In some ways, the gameplay remains unchanged from Uncharted 2, but there are some improvements. Close combat plays a larger part, with a greater emphasis on counter moves and some excellent (and very satisfying) context-sensitive animations, making it all the more enjoyable to grab an enemy, slam them against the nearest hard object then give them the old one-two until they collapse. Punches, kicks, throws and headbutts all flow naturally together.
Stealth also works better than it ever has in an Uncharted game, with some brutally efficient attacks and more flexible use of cover. We’re not talking revolutionary enhancements, but they certainly add something to the overall experience. And if Uncharted 3 is linear, there are pockets of action where you're free to express your own play style. Is there a bunch of goons between you and your next objective? Well, you could go in all guns blazing, but why not sneak up on them and even out the numbers?
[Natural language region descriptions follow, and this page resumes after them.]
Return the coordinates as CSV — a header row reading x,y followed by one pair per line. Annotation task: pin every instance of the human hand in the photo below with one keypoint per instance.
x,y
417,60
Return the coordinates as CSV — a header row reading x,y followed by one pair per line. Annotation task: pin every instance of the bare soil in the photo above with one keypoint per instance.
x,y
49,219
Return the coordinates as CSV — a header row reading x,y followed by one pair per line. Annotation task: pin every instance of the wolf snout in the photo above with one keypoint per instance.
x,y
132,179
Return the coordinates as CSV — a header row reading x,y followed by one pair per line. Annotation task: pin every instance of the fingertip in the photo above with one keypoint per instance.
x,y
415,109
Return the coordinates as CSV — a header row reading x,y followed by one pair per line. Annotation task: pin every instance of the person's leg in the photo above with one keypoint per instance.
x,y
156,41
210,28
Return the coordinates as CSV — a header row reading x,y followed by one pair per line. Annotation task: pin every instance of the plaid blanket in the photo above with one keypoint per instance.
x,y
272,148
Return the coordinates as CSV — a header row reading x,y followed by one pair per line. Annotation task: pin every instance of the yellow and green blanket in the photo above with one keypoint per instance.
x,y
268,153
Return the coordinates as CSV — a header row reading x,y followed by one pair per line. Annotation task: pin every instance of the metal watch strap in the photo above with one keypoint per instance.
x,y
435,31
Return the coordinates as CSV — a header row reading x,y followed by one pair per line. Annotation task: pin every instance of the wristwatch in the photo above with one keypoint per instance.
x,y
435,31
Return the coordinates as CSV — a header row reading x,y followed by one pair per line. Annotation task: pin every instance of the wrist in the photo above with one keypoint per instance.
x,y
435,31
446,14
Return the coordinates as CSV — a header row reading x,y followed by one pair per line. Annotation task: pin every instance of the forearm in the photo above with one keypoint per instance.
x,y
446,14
Graphically, Drake’s Deception looks even better than the already stupendous Among Thieves. The level of detail and clutter in the scenery is frequently breathtaking, and the lighting has an amazing photographic quality, that works as well in secret underground chambers and moonlit ruins as it does on the sun-bleached streets of the Yemen and Catagena. The animation is dazzling – just witness the way Drake pushes and stumbles against the scenery as he runs, or the way bystanders turn their heads to watch you move. Close-up, Drake’s deception doesn’t quite go for the photo-realism of Heavy Rain or LA Noire, yet the characters are, if anything, more believable. The models, the body movements and the motion-captured animation seem to blend together into one personality.
Nor should we ignore the sound: Drake’s Deception sounds like a big-budget movie. It’s not that it’s hard to find a game these days with a sweeping score and good voice acting, but you can tell that Nolan North and his fellow actors are working in the same room, and that the cast has had time over all three games to build up some kind of rapport. There are no phoned-in star performances or ugly pauses, and the dialogue just flows. Use of sound effects is equally good, whether it’s the spot effects that add atmosphere deep underground, or the bangs, shots and blasts of a massive fight scene.
At this stage, it’s hard to talk much about the multiplayer options. While we’ve had a chance to play a few competitive games, we haven’t experienced the full gamut of modes and maps by any means. We’ll update this review once the game is released.
Uncharted 3 sits in a long line of linear, cinematic action games, but it sits right at the pinnacle of the style because it's cinematic values are so strong, its spectacle so dazzling and its action so very satisfying. A magnificent blend of all that's best about games and blockbuster movies, and one of the most exhilarating experiences you can have on a console.